Peter Leithart has penned some brief thoughts on the history of the 'imago dei' in Western theology and its relationship to the postmodern notion that the 'self' cannot be understood or found outside its relationship to the world and others. They are worth reading in their entirety.
He concludes:
Thus, for Calvin, man as created and man as saved are not merely two stages in the history of one subject, but two different sorts of subject: As created, man’s self is centered “in himself,” but as saved man is centered in another. Dietrich Bonhoeffer is stronger – more Protestant as well as more catholic – when he insists, like Barth, that the image of God is fundamentally ecstatic, an “analogy of relationship” rather than an “analogy of being.” Bonhoeffer even employs the language of justification when he describes the original condition of Adam: The image “is not a human potential or possibility or a structure of human existence; instead it is a given relation, a relation in which human beings are set, a [passive righteousness]!” Bonhoeffer closes the gap Calvin opened between created man and saved man; both as image of God and as restored image of God, human beings find their true selves only outside themselves.
Postmodernism is a threat to Christian faith at a number of levels. But the postmodern notion of a self that is not centered in himself is not one of those threats. Far from threatening the Protestant conception of the self, postmodernism opens the possibility that the great Reformation doctrine of justification by faith reveals not only the secret of salvation but unveils the mystery of human existence as such.

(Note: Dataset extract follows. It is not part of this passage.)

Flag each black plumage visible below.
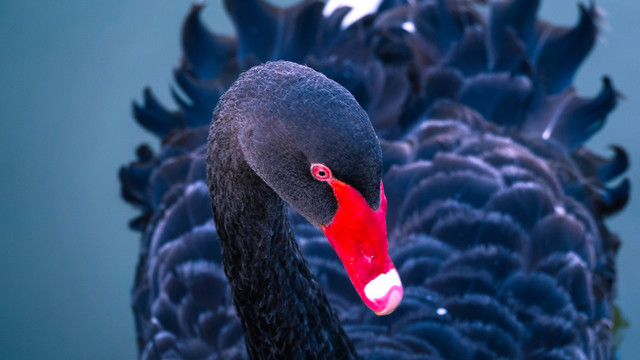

While Leithart's critiques of Calvin are plausible, I am less convinced that Augustine is to blame (if the word is appropriate) for the individualistic understanding the imago dei, as Leithart seems to suggest. While he certainly locates the imago dei in the soul, it is only a fully functioning soul if it is externally oriented--that is, if it looks toward the God who created it. If it ceases to do that, and looks in on itself, then it is deformed, exchanging wisdom for folly. As he writes in De Trinitate V.22, "Those who do, on being reminded, turn to the Lord from the deformity which had conformed them by worldly lusts to this world are reformed by him."
For Augustine, then, there is no gap between created man and saved man's being. We have 'being' only insofar as we are oriented around and grounded in Being--Father, Son, and Holy Spirit. I suspect that Augustine's concept of the 'gift' of the Holy Spirit is lurking behind the divine-human relationship--as we give ourselves to God, he gives us back ourselves.
Whether Calvin has this same anthropology is an interesting question. Given his neo-platonic tendencies and his apparent indebtedness to Augustine's understanding of the importance of the knowledge of self for the knowledge of God, I am decidedly more optimistic than Dr. Leithart that Calvin's understanding of the self is more 'ecstatic' than Dr. Leithart thinks.
Sed contra: Dr. Leithart is........Dr. Leithart. Which means I am almost certainly wrong.